View Tables 1–3, Figures 1–2, Box 1.
Current use of health data
Most participants (179/226, 79.2%) believed that Te Whatu Ora Counties Manukau used their health information in the ways described in all of the six different scenarios (see Figure 1 and Table 2), but up to 15% were unaware that health information from the whole population was combined to look at trends and improve services (scenarios E and F). When we separate this information by whether respondents know a family member/friend living with dementia, the trend does not change. The perception of participants regarding the utilisation of their health data across all proposed scenarios remains independent of having a family member or friend who is living with dementia (See Appendix 3, Table 1).
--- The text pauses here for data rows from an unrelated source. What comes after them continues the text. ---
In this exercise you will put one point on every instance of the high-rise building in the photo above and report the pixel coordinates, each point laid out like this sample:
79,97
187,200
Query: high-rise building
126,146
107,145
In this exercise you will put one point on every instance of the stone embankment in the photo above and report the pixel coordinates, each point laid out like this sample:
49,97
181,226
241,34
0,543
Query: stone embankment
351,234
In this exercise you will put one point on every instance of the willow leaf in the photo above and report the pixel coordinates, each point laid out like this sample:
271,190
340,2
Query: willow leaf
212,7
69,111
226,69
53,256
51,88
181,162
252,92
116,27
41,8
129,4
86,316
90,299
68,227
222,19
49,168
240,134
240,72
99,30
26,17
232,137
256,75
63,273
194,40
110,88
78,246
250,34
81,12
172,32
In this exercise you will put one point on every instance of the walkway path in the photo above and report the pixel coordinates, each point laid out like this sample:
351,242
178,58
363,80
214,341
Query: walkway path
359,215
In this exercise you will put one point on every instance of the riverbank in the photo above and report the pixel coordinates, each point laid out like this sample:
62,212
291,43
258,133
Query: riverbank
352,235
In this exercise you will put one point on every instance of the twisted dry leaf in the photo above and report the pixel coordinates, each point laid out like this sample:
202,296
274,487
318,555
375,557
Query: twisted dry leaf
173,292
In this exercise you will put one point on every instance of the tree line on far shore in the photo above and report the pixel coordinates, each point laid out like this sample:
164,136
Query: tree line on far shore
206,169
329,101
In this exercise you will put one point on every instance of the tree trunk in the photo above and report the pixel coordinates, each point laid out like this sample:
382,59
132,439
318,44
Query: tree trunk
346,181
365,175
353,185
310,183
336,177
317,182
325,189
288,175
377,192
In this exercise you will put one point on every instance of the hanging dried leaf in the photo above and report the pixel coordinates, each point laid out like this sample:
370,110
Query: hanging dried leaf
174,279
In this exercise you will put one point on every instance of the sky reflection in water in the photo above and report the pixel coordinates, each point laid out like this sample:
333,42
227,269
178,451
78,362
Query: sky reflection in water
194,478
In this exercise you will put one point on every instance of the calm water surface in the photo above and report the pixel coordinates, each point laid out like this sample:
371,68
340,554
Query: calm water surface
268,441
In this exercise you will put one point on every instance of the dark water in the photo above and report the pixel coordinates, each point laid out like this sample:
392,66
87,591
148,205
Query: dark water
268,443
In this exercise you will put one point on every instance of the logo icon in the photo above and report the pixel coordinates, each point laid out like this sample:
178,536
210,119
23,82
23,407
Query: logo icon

Level of comfort with use of health information
Figure 2 and Table 3 show that between 79.2 and 86.8% of participants were either comfortable or very comfortable in each of the scenarios proposed (A: 80.2% [n=182], B: 81.9% [n=186], C: 86.8% [n=197], D: 86.3% [n=196], E: 80.1% [n=181], F: 83.2% [n=188] and G: 79.2% [n=179]) and 63.3% [n=143]) felt “comfortable” or “very comfortable” across all seven scenarios. In contrast, less than 10% of the respondents felt uncomfortable or very uncomfortable in each of the scenarios presented (A: 7.1% [n=16], B: 8.0% [n=18], C: 5.3% [n=12], D: 5.8% [n=13], E: 8.0% [n=18], F: 7.0% [n=14] and G: 8.4% [n=19]). Four percent (n=9) felt “uncomfortable” or “very uncomfortable” across all of the scenarios. None of the scenarios drew a markedly different response compared to others. Despite the generally high levels of comfort observed (indicated by scores 4 and 5), individuals who have personal knowledge of someone living with dementia exhibit a slight decrease in the frequency of assigning a score of 5 compared to those without such personal connections (see Appendix 3, Table 2).
Free-text comments
Free-text comments about level of comfort and concerns regarding use of personal health data
A total of 54/226 (23.9%) participants commented on their comfort with the use of their health information in the different scenarios. Of those who commented, 57.4% (31/54) felt comfortable with the use of the data in any scenario, although some stated specific conditions for use. Nine respondents (16.7%) were not comfortable, and 14 did not have any relevant comments.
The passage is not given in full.